The $30-million project is a first of its kind to be financed under an infrastructure investment partnership in the region with the participation of the three countries, said foreign minister Marise Payne in a statement.
“We are very pleased to work alongside Japan and the United States to support Palau’s vision to strengthen its global internet connectivity,” she added.
According to the statement, the cable will connect Palau to a new cable spanning the Indo-Pacific region, from Singapore to the west coast of the United States.
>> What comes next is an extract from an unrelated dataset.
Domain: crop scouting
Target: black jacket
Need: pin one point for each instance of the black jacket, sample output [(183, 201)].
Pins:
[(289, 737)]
In the wake of growing concerns over rising Chinese clout, Australia has stepped up engagement in the Pacific Island region. The infrastructure investment partnership of the three nations is seen as a bulwark against Chinese funding.
“Australia recently opened its first embassy in Palau,” Payne said as part of its Pacific Step-Up programme.
Canberra will donate $10 million to the project, including a $9-million construction loan.
It has already pledged A$1.44 billion (788 million pounds) in aid to the region in 2020-21, apart from A$2 billion through the infrastructure investment fund.
Two years ago, Australia agreed to fund construction of the Coral Sea cable system for the Solomon Islands and Papua New Guinea. That replaced an earlier deal with China’s Huawei Technologies Co Ltd to lay a cable via Sydney. Canberra feared that it would affect its broadband network.